Le délégué du Gouvernement entend réfuter ce moyen en se référant à l’article 6.3 du statut général des fonctionnaires de l’Etat, d’après lequel c’est le chef de l’administration dont relève le fonctionnaire, en l’occurrence le directeur, qui est compétent pour opérer un changement d’affectation, changement qui doit intervenir dans l’intérêt du service.

Dans son mémoire en réponse, le demandeur se réfère à une affaire similaire (TA 7 mars 2005, n° 18247 du rôle) et rappelle que le tribunal administratif a décidé qu’un acte de candidature au poste de chef de division des affaires générales s’analyse comme une demande visant un changement de fonction et non pas en un changement d’affectation. Il conclut dès lors que la décision de refus prise par le directeur serait entachée de nullité pour cause d’incompétence de l’autorité ayant statué.

D’après l’article 14 de la loi modifiée du 17 avril 1964 portant réorganisation de l’administration des Contributions directes « les fonctionnaires de l’Administration des contributions directes sont nommés par le Grand-Duc, à l’exception des fonctionnaires inférieurs au grade 8 qui sont nommés par le Ministre des Finances ».

Aux termes de l’article 6 du statut général des fonctionnaires de l’Etat :

« (…) 2. Le fonctionnaire peut faire l’objet d’un changement d’affectation, avec ou sans changement de résidence.

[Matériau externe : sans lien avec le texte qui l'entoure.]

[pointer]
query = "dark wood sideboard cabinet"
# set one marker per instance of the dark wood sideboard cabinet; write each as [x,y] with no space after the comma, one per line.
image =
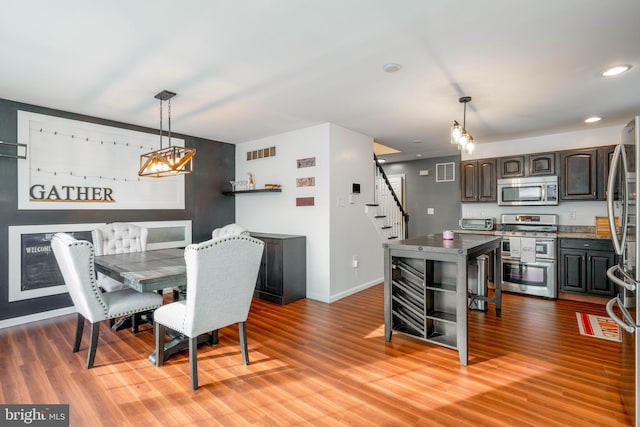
[283,270]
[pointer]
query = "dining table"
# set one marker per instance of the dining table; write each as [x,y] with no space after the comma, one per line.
[149,271]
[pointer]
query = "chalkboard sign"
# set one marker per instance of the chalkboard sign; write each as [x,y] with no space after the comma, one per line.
[38,263]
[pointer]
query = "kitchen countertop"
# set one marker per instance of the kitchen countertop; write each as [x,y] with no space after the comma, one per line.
[565,232]
[462,244]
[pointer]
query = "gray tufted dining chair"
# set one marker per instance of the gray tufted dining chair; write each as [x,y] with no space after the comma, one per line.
[75,259]
[221,279]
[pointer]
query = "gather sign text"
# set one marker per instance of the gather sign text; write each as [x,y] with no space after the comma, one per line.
[70,193]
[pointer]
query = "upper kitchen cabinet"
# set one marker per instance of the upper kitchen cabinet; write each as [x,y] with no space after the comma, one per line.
[512,167]
[541,164]
[578,174]
[478,180]
[538,164]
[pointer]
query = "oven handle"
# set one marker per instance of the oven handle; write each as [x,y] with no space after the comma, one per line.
[510,260]
[627,317]
[615,279]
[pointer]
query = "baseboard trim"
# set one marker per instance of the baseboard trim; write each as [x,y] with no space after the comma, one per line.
[7,323]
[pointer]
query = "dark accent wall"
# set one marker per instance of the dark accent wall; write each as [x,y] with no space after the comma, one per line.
[423,192]
[214,167]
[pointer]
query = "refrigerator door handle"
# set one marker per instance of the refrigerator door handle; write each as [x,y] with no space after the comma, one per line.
[622,323]
[611,274]
[619,156]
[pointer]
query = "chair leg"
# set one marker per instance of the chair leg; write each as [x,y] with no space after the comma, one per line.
[135,319]
[193,361]
[93,344]
[79,329]
[242,332]
[159,339]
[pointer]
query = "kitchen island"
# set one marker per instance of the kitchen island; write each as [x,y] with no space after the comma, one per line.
[425,287]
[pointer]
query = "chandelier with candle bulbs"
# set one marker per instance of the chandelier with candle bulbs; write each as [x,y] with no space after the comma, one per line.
[168,161]
[459,134]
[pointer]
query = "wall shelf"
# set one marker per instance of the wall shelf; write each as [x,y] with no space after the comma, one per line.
[261,190]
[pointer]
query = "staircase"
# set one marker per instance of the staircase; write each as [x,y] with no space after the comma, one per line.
[386,211]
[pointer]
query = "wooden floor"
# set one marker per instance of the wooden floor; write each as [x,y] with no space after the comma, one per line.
[328,364]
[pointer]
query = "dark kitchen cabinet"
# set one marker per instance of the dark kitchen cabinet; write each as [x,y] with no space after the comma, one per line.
[512,167]
[478,180]
[541,164]
[583,265]
[578,174]
[283,270]
[538,164]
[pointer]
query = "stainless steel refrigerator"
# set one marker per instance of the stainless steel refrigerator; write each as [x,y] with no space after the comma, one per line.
[622,188]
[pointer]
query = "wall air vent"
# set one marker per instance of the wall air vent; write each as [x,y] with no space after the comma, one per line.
[445,172]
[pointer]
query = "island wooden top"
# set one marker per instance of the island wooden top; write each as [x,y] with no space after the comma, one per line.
[461,244]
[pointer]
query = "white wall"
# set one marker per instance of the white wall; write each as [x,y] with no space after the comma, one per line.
[570,213]
[334,234]
[352,233]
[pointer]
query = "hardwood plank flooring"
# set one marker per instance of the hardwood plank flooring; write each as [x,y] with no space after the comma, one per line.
[328,364]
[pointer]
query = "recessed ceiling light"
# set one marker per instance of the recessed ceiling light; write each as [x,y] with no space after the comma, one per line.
[614,71]
[391,67]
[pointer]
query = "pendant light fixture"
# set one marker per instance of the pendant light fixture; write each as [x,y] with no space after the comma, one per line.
[166,161]
[459,134]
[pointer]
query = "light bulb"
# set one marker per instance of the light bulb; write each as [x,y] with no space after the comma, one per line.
[464,139]
[456,131]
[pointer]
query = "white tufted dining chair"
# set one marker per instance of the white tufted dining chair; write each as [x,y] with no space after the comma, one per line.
[229,230]
[117,238]
[75,259]
[221,279]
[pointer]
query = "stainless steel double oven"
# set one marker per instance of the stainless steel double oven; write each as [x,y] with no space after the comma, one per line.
[529,259]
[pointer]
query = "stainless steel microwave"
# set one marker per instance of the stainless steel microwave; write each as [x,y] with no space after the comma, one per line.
[529,191]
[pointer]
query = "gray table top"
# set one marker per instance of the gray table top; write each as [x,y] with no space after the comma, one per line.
[145,271]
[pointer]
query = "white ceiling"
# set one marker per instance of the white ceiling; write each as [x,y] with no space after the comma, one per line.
[246,69]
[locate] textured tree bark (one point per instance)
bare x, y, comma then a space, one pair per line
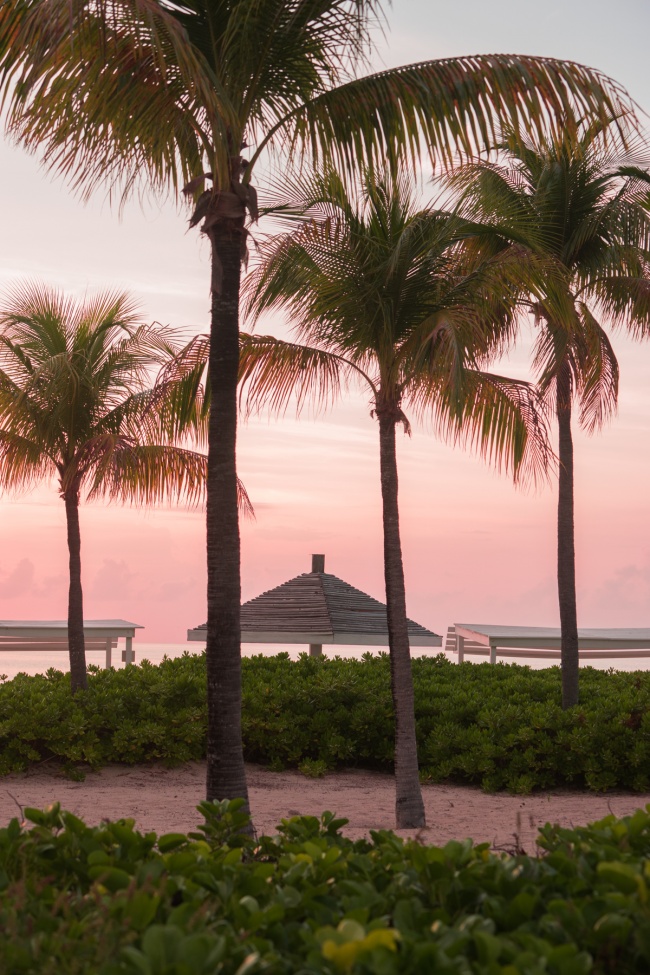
76, 641
566, 560
226, 776
409, 807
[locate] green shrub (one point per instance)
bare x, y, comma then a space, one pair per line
78, 900
500, 726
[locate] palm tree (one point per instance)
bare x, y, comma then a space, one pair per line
378, 290
75, 404
569, 200
170, 92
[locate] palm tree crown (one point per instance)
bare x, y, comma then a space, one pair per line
171, 91
76, 403
382, 290
571, 201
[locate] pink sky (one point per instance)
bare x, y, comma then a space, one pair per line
475, 548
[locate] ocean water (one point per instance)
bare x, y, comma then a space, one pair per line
34, 662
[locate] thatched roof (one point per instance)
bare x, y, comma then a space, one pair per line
319, 608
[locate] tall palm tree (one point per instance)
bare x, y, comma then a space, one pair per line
569, 200
75, 404
379, 290
171, 92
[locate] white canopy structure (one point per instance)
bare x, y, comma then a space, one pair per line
46, 635
487, 640
318, 608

Par changement d’affectation il y a lieu d’entendre l’assignation au fonctionnaire d’un autre emploi correspondant à la fonction dont il est investi au sein de son administration.

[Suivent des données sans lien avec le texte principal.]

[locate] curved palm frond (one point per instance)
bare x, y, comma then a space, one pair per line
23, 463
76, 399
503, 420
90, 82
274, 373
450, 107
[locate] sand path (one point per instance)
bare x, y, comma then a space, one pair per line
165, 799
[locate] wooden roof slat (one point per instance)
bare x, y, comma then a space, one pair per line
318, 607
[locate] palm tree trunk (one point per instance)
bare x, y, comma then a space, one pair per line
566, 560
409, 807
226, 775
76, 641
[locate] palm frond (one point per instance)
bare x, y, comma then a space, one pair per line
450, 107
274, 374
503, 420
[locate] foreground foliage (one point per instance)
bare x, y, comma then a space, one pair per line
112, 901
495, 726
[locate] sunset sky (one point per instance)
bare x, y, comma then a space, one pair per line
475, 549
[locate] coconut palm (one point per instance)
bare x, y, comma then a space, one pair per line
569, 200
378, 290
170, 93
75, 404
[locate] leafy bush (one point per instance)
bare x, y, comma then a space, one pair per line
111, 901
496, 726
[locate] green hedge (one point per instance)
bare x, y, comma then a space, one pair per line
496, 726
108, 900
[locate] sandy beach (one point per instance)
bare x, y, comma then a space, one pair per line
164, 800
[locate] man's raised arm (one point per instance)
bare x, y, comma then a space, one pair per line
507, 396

Le changement d’affectation peut intervenir d’office dans l’intérêt du service ou à la demande de l’intéressé ; il est opéré par le chef de l’administration dont le fonctionnaire relève.

3. Le fonctionnaire peut faire l’objet d’un changement de fonction, avec ou sans changement de résidence. Par changement de fonction il y a lieu d’entendre la nomination du fonctionnaire à une autre fonction de la même carrière et du même grade, au sein de son administration.

3 Le changement de fonction peut intervenir d’office dans l’intérêt du service ou à la demande de l’intéressé ; il est opéré par l’autorité investie du pouvoir de nomination ».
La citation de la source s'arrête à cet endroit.